See Appendix B. The vector *β*
_{0} minimizes the loss function of logistic regression on *E* and the distribution *p*
_{
D
}. Details are in the appendix. □

Theorem 2 provides a strict inequality. We write \(\operatorname{Var}[]\) and not \(\operatorname{Var}_{D}[]\) because the variance includes not only randomness from *D*, but also randomness from the noise in Step 2 of Algorithm 1. The factor *α* comes from the derivative with respect to *β* of the estimate \(\frac{1}{N_{E}} \sum_{x\in E}b(x)w(x)\).

A large *N*
_{
D
} ensures a decrease of the variance of *β*
^{∗} and of estimates, because more samples have less noise on average, and also because the noise needed for privacy is less due to smaller sensitivity of *β*
^{∗}. The rate of decrease 1/*N*
_{
D
} is of the same order as for the variance of direct estimates \(\frac{1}{N_{D}} \sum_{x\in D} b(x)\), which of course is \(\frac{1}{N_{D}} \operatorname{Var}_{D} [b(x)]\). Thus differential privacy can be achieved without slowing the convergence of estimates compared to the absence of privacy, that is using the dataset *D* directly.

A large *λ* can reduce the Laplacian noise significantly, but if it is too large, then the bias in estimates can be large. A large privacy budget *ϵ* helps reduce the Laplacian noise, and hence reduces the variance of estimates. However, *ϵ* may be specified by policy, and making it larger will harm privacy. Moreover, if *N*
_{
D
}
*ϵ*
^{2}≫*d*, then the first term dominates and a smaller *ϵ* cannot help reduce the variance.

When the number of dimensions *d* increases, the variance gets larger for two reasons. First, the *L*
_{2} sensitivity of *β*
^{∗} increases. Second, the curse of dimensionality worsens the situation: if *p*(*δ*)∝exp(−∥*δ*∥_{2}) with *δ*∈*R*
^{d} then *E*[∥*δ*∥_{2}] increases linearly with *d*. For details see Appendix B.

The factor *α* is the most complicated among the factors that determine the variance of estimates. It is not controllable, because the function *b*(*x*) and the public dataset *E* must be taken as fixed. However, the expression for *α* reveals which *b*(*x*) can be estimated with smaller variance: if the values of *b*(*x*) in *E* are close to each other, especially on the samples for which *w*(*x*) is large, then *α* can be small.

Theorem 2 is useful not only for bounding the variance, but also for bounding the total error under some conditions. Specifically, suppose that logistic regression is well-specified and regularization is weak, meaning that *λ* is small and *β*
_{0} exists such that \(p_{D}(x)/p_{E}(x)=\exp(\beta_{0}^{T}x)\). The existence of *β*
_{0} means that (1) holds for any *b*(*x*) highly accurately with \(w(x)=\exp(\beta_{0}^{T}x)\). Small *λ* means that *β*
^{∗} is close to *β*
_{0} given large *N*
_{
D
}, and that the *β*
^{∗} and *β* vectors are approximately unbiased. Hence, the estimate is approximately unbiased.

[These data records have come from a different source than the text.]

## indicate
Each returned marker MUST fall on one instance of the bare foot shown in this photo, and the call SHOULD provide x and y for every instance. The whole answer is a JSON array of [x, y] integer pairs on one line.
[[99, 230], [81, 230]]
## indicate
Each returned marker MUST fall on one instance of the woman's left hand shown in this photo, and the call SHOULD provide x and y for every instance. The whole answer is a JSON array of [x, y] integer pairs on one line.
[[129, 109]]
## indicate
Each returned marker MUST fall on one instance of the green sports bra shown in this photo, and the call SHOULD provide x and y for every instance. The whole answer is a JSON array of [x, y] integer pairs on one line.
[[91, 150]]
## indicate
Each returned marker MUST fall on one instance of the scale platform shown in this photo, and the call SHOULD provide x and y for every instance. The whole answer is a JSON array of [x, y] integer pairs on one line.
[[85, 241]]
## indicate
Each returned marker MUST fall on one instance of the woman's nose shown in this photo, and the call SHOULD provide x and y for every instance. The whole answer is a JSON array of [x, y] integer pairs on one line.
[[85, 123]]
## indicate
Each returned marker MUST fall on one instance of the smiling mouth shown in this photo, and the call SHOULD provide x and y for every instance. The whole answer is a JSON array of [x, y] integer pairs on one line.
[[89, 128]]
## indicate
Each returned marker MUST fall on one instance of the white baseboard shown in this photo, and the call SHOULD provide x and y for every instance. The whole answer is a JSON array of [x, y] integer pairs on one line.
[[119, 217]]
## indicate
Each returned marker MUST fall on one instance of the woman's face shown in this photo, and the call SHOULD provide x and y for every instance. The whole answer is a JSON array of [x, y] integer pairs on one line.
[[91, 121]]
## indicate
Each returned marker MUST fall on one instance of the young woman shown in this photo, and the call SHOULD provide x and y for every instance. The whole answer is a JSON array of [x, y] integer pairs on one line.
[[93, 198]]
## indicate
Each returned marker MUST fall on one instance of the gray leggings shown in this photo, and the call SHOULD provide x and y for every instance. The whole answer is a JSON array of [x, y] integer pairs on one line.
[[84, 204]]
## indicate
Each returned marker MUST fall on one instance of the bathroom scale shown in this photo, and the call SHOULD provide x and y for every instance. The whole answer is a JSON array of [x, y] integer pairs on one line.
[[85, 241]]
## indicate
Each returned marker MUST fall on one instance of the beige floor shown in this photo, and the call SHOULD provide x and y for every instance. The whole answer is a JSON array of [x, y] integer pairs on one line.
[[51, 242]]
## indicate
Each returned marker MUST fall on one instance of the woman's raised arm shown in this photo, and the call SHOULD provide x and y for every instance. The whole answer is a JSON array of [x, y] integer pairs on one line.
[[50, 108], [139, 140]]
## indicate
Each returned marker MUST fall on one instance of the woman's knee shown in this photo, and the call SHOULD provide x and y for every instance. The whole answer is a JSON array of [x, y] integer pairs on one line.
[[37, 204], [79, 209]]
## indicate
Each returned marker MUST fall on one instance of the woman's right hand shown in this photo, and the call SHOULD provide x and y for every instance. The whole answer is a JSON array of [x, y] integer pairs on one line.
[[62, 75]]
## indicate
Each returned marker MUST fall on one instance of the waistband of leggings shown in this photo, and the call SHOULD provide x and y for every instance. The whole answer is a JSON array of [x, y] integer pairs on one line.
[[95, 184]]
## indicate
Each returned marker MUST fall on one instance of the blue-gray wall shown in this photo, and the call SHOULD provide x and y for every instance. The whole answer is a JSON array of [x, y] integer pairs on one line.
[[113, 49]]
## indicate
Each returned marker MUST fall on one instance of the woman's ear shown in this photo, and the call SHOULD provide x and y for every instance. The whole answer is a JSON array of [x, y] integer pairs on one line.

The argument about asymptotic unbiasedness is formalized in the appendix in Theorem 3. Combining Theorems 2 and 3, variance and bias are both small, and hence total error is small, when the four following conditions hold: (i) there exists *β* such that \(\frac{p_{D}(x)}{p_{E}(x)}\propto \exp(\beta^{T}x)\), (ii) the regularization strength *λ* is small so that *β*
_{0} is close to *β* and thus the bias is small, (iii) the number of samples in *D* is large so that the estimate has small variance, and (iv) the number of samples in *E* is large so that the weighted sum over *E* converges to \(E_{E} [b(x)\frac{p_{D}(x)}{p_{E}(x)} ]\)

## 5 Design of experiments

Here we investigate empirically the usefulness of the importance weighting method. We see how parameter values (the strength of regularization *λ* and the privacy budget *ϵ*) affect the accuracy of estimates obtained using the method, and how the method behaves with different target functions, that is queries.

The dataset we use is derived from the “adult” dataset in the UC Irvine repository (Frank and Asuncion 2010). The original dataset contains more than 40,000 records, each corresponding to a person. Each record has 15 features: sex, education level, race, national origin, job, etc. The first 14 features are often used to predict the last one, which is whether a person earns more than $50,000 per year. We use a processed version which has 63 binary variables obtained from 12 original features, taken from the R package named “arules” (Hahsler et al. 2011). In general, preprocessing a dataset is a computation that must be taken into account in a privacy analysis, but here we assume that the private dataset is the preprocessed one as opposed to the original one. The preprocessing was done by other researchers for reasons unrelated to privacy, so the dataset was not created to favor any particular approach to privacy preservation.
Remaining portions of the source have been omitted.